THE TOWN AND LAKE OF TIBERIAS, FROM THE NORTH
by Francis Frith.
IT is early morning, at Nazareth, at the old camping ground, near the well of the Virgin. The tents are down—the men busy dividing the loads for the mules, which stand by, drowsily warring with the flies, whisking their tails, tossing the jingling bells about their heads, and peevishly stamping with their fore feet. The Bedouin who is to take me to Tiberias, via Mount Tabor, is squatting upon the ground at a little distance, smoking a short chibouk, with a dirty and faded cofeieh, or huge fringed handkerchief of yellow and red Damascus silk over his head and shoulders. His face is no particular colour, but resembles a piece of a well-worn saddle (the Bedouins never wash either their faces or their clothes). He has a short black beard and moustache, a stealthy cat-like expression, and an eye full of cowardly cunning and distrust. His horse stands by, picketed to his spear—a true Arab steed—but not at all the sort of thing which figures in romance.
I will describe him: a small, dark brown Irisk-looking animal — plenty of blood, and pretty well of bone, but amazingly little flesh; some rude mathematical figures burned into his “off” shoulder; head rather “light,” neck wofully so; no “crop,” but a shoulder like the hump of a camel; tail cut square, Melton-Mowbray fashion, but with a little tuft left long in the centre; the effect truly ridiculous—the ensemble as Dick Turpinish, gipsyish, hedge-bottomish a vagabond of a beast as you would wish to see matched even with a Bedouin.
And now my guide slings his long matchlock over his shoulder, and throws himself into the high-pommelled Turkish saddle, out-flanked by dirty blue rags and shabby dangling red tassels, and moves off with his knees almost up to his chin, and his preposterous old red morocco boots instinctively and incessantly swinging to and from his horse’s sides, so as to inflict at each step a gentle dig with the flat, sharp-cornered stirrup.
I follow at a smart “foot’s pace” up and down those monotonous hills, until we reach the base of Mount Tabor, which rises in singularly isolated beauty to the height of about a thousand feet. Its sides are covered with stunted evergreen oak and other timber, and on the summit are the ruins of chapels (for Mount Tabor has been erroneously held to be the Mount of the Transfiguration) and of Roman fortifications.

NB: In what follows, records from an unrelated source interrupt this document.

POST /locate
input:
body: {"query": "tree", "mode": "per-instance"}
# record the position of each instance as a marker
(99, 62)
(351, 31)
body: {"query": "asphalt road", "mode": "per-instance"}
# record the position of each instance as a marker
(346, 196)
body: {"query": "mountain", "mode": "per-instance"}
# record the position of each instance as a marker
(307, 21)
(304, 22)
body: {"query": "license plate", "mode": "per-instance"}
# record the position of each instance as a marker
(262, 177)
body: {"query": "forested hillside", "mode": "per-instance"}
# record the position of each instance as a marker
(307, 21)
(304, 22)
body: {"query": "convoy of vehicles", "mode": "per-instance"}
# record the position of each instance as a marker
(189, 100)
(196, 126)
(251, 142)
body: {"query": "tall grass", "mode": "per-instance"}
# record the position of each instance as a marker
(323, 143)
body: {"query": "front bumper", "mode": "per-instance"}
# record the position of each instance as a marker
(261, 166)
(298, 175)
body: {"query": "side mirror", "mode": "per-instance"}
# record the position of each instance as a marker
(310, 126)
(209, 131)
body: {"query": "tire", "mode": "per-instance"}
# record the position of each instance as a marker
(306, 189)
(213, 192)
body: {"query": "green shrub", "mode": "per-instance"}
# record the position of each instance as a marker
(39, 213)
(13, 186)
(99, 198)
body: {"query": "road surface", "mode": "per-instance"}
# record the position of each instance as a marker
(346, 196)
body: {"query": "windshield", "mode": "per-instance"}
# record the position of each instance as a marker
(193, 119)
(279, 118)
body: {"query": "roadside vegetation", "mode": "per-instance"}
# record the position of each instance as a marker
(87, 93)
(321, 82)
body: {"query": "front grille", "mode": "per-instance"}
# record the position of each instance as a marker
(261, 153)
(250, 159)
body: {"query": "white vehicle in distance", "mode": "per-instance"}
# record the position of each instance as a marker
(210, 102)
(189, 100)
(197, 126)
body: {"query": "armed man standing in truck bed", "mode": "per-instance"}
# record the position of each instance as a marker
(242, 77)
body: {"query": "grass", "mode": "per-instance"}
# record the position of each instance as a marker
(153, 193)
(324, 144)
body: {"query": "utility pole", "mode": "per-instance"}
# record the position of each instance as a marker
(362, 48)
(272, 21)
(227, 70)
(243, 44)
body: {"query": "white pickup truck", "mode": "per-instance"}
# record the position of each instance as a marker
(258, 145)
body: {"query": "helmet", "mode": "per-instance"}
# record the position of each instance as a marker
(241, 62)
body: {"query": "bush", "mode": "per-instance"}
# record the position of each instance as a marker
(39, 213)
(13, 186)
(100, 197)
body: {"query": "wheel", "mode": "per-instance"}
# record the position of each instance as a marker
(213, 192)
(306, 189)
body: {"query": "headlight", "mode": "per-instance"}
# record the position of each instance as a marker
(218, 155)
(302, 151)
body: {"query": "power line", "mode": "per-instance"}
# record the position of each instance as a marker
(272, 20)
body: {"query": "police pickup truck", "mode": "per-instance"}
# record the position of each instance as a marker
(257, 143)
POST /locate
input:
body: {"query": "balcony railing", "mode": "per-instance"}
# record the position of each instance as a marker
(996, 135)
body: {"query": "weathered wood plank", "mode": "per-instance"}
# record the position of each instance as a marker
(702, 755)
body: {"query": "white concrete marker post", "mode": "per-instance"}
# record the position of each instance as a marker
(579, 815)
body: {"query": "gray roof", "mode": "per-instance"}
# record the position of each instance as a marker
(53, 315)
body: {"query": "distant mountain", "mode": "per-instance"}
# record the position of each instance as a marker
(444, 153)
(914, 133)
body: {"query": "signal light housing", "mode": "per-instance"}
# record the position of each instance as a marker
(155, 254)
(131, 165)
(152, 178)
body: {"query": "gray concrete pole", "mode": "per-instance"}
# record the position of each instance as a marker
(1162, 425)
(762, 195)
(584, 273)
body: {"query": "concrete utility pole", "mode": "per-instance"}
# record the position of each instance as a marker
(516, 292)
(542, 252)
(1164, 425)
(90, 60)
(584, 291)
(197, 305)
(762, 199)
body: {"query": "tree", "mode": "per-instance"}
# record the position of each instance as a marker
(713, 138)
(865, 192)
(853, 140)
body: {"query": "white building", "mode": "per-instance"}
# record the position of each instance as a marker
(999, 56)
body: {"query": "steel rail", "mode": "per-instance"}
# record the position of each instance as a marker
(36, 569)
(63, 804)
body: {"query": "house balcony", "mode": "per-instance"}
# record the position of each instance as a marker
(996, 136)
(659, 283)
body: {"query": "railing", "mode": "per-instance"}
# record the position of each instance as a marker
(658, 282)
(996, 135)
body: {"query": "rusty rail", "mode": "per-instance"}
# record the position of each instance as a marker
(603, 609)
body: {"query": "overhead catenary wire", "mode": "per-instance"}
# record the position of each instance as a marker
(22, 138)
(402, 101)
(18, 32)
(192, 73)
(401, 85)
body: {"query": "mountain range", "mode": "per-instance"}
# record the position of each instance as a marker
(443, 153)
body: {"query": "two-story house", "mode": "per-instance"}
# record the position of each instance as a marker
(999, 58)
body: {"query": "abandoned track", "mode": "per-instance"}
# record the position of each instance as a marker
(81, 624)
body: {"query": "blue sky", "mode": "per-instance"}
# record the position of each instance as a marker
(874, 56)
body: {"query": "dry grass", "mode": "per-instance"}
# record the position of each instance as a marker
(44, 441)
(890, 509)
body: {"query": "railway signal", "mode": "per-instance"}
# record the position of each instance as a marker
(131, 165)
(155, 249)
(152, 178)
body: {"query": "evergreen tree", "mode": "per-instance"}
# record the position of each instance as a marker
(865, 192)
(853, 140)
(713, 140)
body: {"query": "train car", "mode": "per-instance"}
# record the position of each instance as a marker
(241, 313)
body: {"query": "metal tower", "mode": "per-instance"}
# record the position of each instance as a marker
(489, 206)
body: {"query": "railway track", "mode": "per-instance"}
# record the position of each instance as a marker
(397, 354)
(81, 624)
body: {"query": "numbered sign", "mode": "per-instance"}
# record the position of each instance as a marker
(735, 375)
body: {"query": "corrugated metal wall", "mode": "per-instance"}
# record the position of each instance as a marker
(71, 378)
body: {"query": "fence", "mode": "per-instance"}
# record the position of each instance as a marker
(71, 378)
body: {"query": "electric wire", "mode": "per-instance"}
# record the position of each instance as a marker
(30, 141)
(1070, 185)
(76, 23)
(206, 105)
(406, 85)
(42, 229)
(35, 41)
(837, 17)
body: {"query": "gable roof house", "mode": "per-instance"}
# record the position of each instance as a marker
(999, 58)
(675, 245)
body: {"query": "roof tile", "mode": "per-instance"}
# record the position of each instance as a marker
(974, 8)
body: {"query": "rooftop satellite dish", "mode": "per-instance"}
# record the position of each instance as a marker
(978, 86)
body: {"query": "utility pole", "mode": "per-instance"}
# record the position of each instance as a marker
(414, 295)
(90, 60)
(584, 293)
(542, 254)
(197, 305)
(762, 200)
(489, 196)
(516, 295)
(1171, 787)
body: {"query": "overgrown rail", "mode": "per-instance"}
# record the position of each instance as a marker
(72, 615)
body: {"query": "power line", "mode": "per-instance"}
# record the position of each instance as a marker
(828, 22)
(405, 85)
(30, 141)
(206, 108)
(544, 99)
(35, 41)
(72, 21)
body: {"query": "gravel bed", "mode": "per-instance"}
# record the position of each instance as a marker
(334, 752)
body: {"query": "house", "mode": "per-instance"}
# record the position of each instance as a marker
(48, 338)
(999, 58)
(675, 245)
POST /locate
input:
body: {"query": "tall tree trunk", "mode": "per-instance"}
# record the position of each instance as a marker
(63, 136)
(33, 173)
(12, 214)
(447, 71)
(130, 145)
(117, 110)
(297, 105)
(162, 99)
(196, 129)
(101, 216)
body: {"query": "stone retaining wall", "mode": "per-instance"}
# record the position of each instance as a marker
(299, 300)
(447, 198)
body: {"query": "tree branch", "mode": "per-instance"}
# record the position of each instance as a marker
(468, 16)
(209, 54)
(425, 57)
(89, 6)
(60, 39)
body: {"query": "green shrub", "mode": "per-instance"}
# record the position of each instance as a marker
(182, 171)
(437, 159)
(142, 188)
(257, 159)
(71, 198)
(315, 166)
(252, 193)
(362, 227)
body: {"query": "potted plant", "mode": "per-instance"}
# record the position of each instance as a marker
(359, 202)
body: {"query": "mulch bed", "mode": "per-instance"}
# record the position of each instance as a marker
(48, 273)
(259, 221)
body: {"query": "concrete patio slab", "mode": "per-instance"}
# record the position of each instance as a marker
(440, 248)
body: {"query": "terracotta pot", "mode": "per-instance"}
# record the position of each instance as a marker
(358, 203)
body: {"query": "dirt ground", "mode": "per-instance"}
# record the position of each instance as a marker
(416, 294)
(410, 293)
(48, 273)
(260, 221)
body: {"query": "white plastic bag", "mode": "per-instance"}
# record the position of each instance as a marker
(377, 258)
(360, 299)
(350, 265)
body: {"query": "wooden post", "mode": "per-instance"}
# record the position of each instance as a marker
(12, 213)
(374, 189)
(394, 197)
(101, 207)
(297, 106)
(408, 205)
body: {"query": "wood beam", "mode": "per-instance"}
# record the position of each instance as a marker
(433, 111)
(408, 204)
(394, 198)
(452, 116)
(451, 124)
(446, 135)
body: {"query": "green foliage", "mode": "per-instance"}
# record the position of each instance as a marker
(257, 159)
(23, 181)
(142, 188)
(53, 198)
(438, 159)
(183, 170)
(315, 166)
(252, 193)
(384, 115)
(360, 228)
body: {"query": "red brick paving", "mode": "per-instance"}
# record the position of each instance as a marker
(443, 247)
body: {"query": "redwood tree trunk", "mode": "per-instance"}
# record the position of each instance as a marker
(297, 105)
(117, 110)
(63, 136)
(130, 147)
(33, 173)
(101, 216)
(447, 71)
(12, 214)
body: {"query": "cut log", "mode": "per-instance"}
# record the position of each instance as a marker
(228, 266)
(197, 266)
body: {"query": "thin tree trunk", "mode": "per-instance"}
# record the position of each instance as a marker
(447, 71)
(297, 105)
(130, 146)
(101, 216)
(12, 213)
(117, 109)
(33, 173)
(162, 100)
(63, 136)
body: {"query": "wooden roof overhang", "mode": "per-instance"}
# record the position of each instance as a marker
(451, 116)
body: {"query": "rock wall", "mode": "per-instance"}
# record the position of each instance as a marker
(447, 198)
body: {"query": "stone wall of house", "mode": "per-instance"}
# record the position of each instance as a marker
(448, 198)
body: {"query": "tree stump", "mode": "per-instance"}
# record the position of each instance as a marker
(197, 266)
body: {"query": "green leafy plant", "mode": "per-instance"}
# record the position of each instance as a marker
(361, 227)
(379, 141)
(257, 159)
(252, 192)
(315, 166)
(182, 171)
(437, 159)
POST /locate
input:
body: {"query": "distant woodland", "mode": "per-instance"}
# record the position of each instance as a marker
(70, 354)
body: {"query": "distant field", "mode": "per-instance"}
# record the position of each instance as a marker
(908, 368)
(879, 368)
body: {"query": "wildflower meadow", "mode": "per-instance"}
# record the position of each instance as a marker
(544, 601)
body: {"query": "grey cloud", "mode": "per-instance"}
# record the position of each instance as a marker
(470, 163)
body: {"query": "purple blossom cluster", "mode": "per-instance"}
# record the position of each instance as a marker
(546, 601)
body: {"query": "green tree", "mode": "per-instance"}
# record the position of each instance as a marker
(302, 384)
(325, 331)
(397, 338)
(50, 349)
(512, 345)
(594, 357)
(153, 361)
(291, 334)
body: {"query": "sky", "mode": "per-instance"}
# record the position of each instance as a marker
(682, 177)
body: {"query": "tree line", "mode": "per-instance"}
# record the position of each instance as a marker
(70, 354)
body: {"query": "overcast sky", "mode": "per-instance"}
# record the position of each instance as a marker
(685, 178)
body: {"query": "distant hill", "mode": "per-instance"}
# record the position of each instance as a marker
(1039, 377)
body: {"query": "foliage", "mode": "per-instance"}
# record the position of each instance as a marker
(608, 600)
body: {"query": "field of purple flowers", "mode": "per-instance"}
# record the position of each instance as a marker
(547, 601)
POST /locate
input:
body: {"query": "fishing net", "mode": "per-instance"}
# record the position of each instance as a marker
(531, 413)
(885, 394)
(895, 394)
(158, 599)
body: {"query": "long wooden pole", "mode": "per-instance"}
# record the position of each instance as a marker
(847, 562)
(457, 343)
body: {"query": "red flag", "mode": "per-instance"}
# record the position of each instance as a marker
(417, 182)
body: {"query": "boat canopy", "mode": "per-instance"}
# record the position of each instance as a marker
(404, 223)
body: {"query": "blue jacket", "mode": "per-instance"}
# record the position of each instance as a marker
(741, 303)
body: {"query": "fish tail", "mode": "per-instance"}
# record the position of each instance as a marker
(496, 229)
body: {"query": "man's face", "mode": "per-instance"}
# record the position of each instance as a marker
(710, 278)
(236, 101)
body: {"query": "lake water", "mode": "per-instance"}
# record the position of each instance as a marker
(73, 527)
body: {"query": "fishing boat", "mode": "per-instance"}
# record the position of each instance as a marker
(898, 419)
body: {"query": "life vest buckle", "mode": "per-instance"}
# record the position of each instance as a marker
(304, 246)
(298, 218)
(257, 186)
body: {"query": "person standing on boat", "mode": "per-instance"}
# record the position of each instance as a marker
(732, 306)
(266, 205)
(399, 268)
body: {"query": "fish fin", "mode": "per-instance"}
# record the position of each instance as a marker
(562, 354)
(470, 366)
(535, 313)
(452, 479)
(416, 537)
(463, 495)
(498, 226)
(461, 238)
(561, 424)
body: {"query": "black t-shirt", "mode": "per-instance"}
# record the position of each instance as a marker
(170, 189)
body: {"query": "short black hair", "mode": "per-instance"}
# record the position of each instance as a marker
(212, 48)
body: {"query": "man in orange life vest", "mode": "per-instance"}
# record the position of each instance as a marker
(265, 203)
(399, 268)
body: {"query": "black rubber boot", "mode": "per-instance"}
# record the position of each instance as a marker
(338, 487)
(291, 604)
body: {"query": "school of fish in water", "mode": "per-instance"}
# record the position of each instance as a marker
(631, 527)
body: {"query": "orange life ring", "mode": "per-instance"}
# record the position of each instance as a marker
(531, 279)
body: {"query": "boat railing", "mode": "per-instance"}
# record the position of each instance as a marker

The view although very extensive, I thought had been rather over-lauded by some travellers. Descending, you pass through an undulating, uncultivated, but park-like country, covered with long grass, and studded thinly with small timber; then between two ruined forts, probably Saracenic, through corn-land, until, as the sun is sinking in the west, far beneath you, the town and lake of Tiberias break upon the sight—a calm, lovely, sacred landscape. The fields of ripe corn, stretching from my feet to the shores of the lake, were very rich and yellow; the lake was very still and very blue; the mountains of Moab, although monotonous in their outline, were soft and mellow in their colouring, and, in the far north, over the purple hills of Galilee at a distance of some forty miles, rises the snowy head of Mount Hermon; truly, it is a lovely scene!
My view is taken from a point immediately above the north-west corner of the town. It embraces a tower of the Roman castle, now partly in ruins (and a piece of modern brick wall, with which I would have given anything in reason to have been able to play the artist, and omit), the greater part of the present town, and the southern bay of the lake. Near the point of this bay is a little white speck, marking the site of the hot springs and baths, which have been celebrated from time immemorial for their healing virtues. The water, which is excessively salt and bitter, rises at a temperature of 140° Fahr. The present building was erected by Ibrahim Pacha, in 1833.